My office is HOT! The crawl space is NOT!
What it does
Remotely control the fans to pull the cool air out of the crawl space and into the office area.
How I built it
Using an ESP32 board along with a relay and a few 120VAC fans, I coded the ESP32 in ESPHome off my HomeAssistant. I then tested it on my desk and verified the relay was triggering correctly using a continuity tester. I then documented in video the rest of the steps in building the enclosure for the high-voltage and the low-voltage electronics and connecting up to the fans that were installed in the access cover. My youngest printed up my And!Or stickers, my hobby name, for the cover. You can follow them (and order your own stickers) here: instagram and GitHub.
Challenges I ran into
- The original intention was to use an ESP32-CAM allowing a camera for AI, but the board didn't stay online for some reason. So, I switched over to the DoIt! ESP32 DEV V1 board for time's sake.
- Not being too familiar with Fritzing, there are some inaccurate block images in the PDF since I don't have time to learn how to make blocks today.
- The connectors I was using to attach the 120vac to the fans were not the correct size and therefore fell off easily, so I soldered them instead (not in video).
- The pin, going to the SIG connector on the relay, bent too many times on the breadboard and broke off. I had to strip the end and solder it to get it back into the breadboard.

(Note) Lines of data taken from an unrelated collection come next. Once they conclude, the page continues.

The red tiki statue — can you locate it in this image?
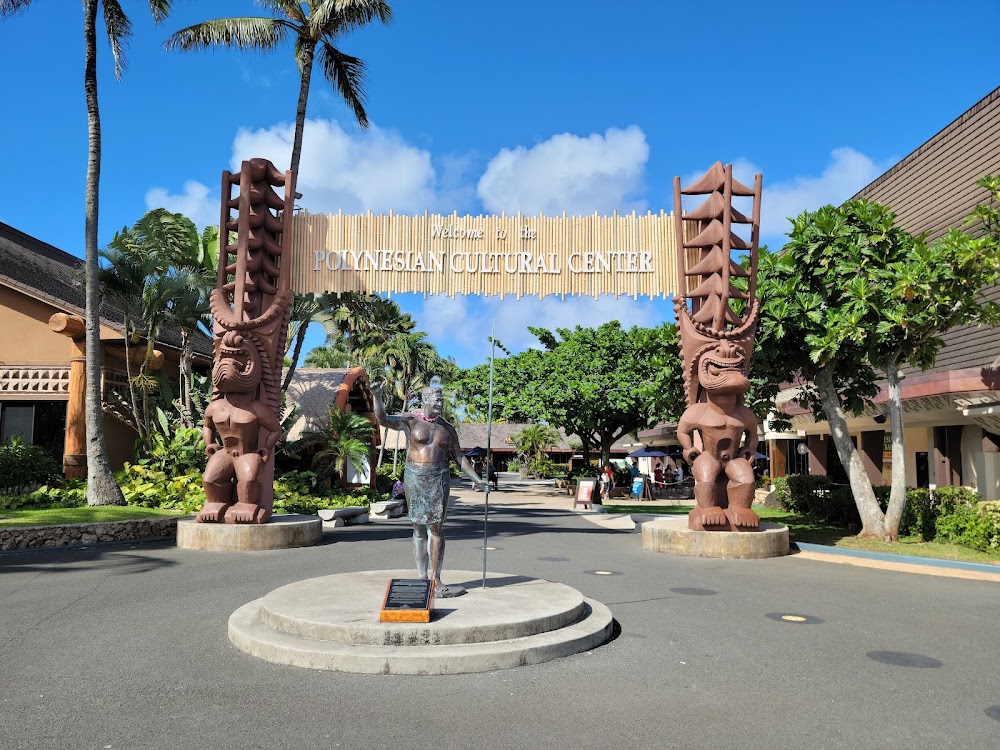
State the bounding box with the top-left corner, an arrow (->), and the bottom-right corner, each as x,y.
674,162 -> 762,531
196,159 -> 295,523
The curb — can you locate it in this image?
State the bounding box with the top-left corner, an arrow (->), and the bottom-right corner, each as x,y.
791,542 -> 1000,583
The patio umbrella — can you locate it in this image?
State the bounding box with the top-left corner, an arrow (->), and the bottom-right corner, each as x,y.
628,446 -> 667,458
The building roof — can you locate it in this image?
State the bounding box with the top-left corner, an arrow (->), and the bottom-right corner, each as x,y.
854,88 -> 1000,386
0,222 -> 214,357
456,422 -> 630,453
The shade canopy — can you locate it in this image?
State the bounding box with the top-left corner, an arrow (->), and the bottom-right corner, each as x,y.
628,446 -> 667,458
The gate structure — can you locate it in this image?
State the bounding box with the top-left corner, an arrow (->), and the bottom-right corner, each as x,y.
197,159 -> 761,529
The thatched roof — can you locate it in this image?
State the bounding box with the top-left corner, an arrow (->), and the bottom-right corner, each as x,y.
456,422 -> 632,453
285,367 -> 371,440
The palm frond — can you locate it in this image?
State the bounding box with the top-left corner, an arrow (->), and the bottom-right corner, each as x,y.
0,0 -> 31,16
101,0 -> 132,81
319,39 -> 368,128
163,17 -> 294,50
309,0 -> 392,38
149,0 -> 170,23
257,0 -> 309,26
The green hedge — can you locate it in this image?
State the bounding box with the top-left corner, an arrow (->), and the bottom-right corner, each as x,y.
774,474 -> 1000,552
0,464 -> 389,515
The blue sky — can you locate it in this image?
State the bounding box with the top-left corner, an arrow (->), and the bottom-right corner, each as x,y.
0,0 -> 1000,366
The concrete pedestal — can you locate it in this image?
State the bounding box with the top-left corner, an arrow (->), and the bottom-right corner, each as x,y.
642,516 -> 788,560
177,515 -> 323,552
229,570 -> 613,675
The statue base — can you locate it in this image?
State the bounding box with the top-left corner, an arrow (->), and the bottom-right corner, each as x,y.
229,570 -> 614,675
642,516 -> 788,560
177,514 -> 323,552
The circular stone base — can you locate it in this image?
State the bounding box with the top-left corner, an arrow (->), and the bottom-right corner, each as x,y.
229,570 -> 613,674
177,515 -> 323,552
642,516 -> 788,560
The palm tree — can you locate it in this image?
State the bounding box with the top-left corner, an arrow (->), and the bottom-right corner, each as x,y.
164,0 -> 392,174
510,424 -> 559,470
0,0 -> 170,505
382,331 -> 439,409
98,209 -> 212,445
305,344 -> 351,370
285,406 -> 374,488
281,293 -> 336,391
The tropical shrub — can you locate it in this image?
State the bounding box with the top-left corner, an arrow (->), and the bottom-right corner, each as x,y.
0,435 -> 62,494
115,463 -> 205,513
0,479 -> 87,510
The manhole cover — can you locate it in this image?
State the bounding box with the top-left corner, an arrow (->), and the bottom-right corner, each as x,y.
865,651 -> 943,669
765,612 -> 823,625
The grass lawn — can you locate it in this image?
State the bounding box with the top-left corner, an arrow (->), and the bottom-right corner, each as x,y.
605,503 -> 1000,564
0,505 -> 184,529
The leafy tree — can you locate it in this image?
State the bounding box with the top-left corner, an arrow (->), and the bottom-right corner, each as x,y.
305,344 -> 351,369
164,0 -> 392,174
99,209 -> 212,450
510,424 -> 559,466
285,406 -> 374,487
876,175 -> 1000,524
753,185 -> 1000,539
457,321 -> 683,461
0,0 -> 170,505
281,294 -> 333,391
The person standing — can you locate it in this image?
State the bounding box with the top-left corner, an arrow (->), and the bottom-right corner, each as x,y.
371,383 -> 485,599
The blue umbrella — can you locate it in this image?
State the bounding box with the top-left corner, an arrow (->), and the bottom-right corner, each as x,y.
628,446 -> 667,458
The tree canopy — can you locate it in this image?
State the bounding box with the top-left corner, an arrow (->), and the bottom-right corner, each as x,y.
753,177 -> 1000,539
457,321 -> 684,460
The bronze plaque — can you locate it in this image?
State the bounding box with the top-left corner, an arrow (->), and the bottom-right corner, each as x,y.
379,578 -> 434,622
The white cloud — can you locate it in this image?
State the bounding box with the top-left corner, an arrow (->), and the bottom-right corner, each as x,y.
233,120 -> 440,214
682,146 -> 896,249
478,125 -> 649,216
415,295 -> 668,367
760,147 -> 896,236
146,180 -> 221,229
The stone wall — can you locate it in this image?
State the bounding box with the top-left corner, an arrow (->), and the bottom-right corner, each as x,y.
0,516 -> 183,550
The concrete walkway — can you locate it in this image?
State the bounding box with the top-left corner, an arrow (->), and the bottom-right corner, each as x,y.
0,479 -> 1000,750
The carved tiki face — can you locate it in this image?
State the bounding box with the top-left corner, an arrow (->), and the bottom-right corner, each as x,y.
212,331 -> 261,393
420,388 -> 444,418
675,298 -> 757,406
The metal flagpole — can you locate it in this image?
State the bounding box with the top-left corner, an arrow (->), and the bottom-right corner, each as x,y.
483,318 -> 497,588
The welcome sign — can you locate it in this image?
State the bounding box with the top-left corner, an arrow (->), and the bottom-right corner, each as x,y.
291,212 -> 678,297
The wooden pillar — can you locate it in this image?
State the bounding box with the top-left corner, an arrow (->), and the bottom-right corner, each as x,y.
49,313 -> 87,479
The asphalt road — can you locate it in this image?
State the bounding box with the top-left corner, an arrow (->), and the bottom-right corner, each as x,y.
0,483 -> 1000,750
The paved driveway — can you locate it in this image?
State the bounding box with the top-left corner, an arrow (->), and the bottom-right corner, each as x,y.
0,482 -> 1000,750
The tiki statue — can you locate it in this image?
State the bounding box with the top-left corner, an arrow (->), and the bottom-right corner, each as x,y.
197,159 -> 295,523
674,162 -> 762,531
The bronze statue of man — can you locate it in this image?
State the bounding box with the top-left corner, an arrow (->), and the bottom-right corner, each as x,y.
371,383 -> 485,598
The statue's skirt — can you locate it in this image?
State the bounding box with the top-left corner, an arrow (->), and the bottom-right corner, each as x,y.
403,461 -> 451,524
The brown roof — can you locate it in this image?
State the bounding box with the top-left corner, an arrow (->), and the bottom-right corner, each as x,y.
0,222 -> 214,357
285,367 -> 371,440
456,422 -> 631,453
855,88 -> 1000,376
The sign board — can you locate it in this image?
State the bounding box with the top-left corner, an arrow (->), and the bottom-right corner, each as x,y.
628,475 -> 653,500
378,578 -> 434,622
573,477 -> 597,509
291,211 -> 691,298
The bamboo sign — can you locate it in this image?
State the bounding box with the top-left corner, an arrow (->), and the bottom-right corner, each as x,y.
291,212 -> 678,298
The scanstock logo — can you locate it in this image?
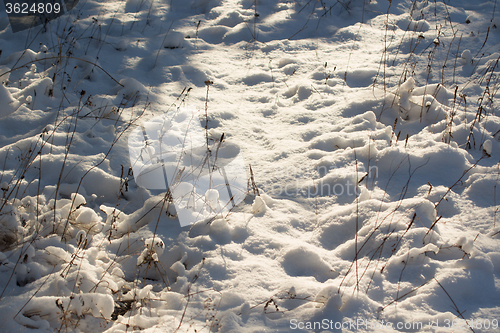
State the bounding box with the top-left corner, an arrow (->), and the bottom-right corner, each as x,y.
128,108 -> 247,227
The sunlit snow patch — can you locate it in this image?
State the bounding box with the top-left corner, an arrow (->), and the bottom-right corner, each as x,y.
128,108 -> 247,227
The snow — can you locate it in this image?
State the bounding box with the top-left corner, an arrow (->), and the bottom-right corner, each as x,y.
0,0 -> 500,333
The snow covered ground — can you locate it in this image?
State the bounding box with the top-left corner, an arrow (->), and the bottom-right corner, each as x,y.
0,0 -> 500,333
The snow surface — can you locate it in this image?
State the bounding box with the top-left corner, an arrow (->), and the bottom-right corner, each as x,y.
0,0 -> 500,333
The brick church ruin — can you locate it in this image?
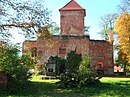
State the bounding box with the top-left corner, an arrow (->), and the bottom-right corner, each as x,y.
23,0 -> 114,74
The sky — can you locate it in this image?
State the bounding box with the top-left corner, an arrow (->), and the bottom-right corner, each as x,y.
44,0 -> 121,40
12,0 -> 121,43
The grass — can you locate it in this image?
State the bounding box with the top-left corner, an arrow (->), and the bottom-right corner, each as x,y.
0,77 -> 130,97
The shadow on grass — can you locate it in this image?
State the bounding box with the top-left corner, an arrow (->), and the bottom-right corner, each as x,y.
0,81 -> 130,97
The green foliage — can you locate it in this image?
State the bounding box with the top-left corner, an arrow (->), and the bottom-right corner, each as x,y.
59,51 -> 99,88
54,56 -> 66,75
78,55 -> 99,87
0,45 -> 33,92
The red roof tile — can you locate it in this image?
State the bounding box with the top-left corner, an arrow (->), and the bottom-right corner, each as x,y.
60,0 -> 85,11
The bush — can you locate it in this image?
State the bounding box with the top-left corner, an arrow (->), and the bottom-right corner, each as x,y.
59,51 -> 99,88
0,45 -> 33,92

Accomplishments that I'm proud of
It's a bit cooler in my office now! And I can control it remotely.
What I learned
- A bit more about ESPHome controls
- It's better to NOT use breadboards on final products - they are for prototyping!
What's next for Cooling Off
- Learn more about Fritzing and get the blocks corrected.
- Change from the ESP32 to an ESP32-CAM to get a camera in the office and to not use such a powerful tool for a small application (there are a lot of unused resources on the DoIt! ESP32 Dev board).
- In the change to ESP32-CAM, remove the breadboard and hardwire/solder everything!